New LWD PNC logs show promise and should be evaluated as direct measurement of saturation.
A key requirement for success is that the sensor reaches the formation prior to significant invasion.

Evidence was presented showing the risks of misleading pressure gradients and contact definition due to mixed wettability and deep mud filtrate invasion. These effects have been successfully modeled in a dynamic simulator and must be taken into account in addition to the “normal” issues of super-charging in low permeability carbonates.

    • The pressure gradient seen in close proximity to the free water level can be a function of the mud type used for drilling. If OBM mud is used it is presumed that the mud filtrate creates preferential contact with the oil phase – and an oil gradient may be seen – whereas if WBM is used the mud filtrate can create preferential contact with the water phase – and a water gradient may be seen.
    • In extreme cases, the mud filtrate may make effective contact with the non-miscible phase (via a capillary meniscus) and the pressure gradient may be offset from its true value.

Pore size distribution may be derived from NMR T2 in the case of single wetting phase and very shallow invasion. Mixed wettability and/or the presence of two phases i.e. remaining oil and mud filtrate (in an invaded zone) or residual oil and water in a flushed zone disturbs the determination of pore size distribution. The NMR responds to pore size, not pore throat size, which controls permeability. In carbonates, there is a limited relationship between pore size and pore throat size, permeability prediction from NMR is therefore difficult. There is work going on to try to derive pore size from restricted diffusion.

Efforts to derive fluid saturations from NMR require calibration with lab NMR. It is important to take into account the effects of temperature and salinity on the NMR measurements.
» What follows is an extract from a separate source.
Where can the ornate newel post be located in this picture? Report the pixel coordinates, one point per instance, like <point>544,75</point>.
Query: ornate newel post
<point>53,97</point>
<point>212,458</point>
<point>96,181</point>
Laboratory NMR experiments should therefore be conducted at reservoir conditions.

With a new generation of NMR logging tools now available, there is a need to investigate relations between different generation NMR tools and their interpretation models. Future direction for research includes laboratory work on dynamic NMR and 3D flow imaging.

Enables visualization of grain sizes in 3D across the range from 2.5 micron -5 mm.
Using the 3D images the following parameters can be modeled:

    • Rock fabrics
    • Pore size distribution
    • Pore throat distribution
    • NMR “T2” model
    • K3D (lattice Boltzman)
    • Drainage Kr + Pc
    • Pore network model (local)
    • Macro-pores and Meso-pores (but not Micro-pores)
    • Resistivity modeling (without contribution from Micro-pores)

This technology provides a “digital” alternative to conventional core analyses. It may be used to investigate rock from reservoirs with unusual log responses. Results will be available much quicker than SCAL, which may take more than 1 year for a complete cycle of Petrophysical measurements.

The way forward focuses on obtaining larger images: higher resolution and larger samples (to capture heterogeneity) and tie in with Effective Medium Models (EMM).

It was agreed that it would be time-consuming to establish such a Consortium and that Confidentiality concerns over data and competitive edge issues might well limit its effectiveness.

Better to hold another Topical Conference or Workshop; Same place – Next year?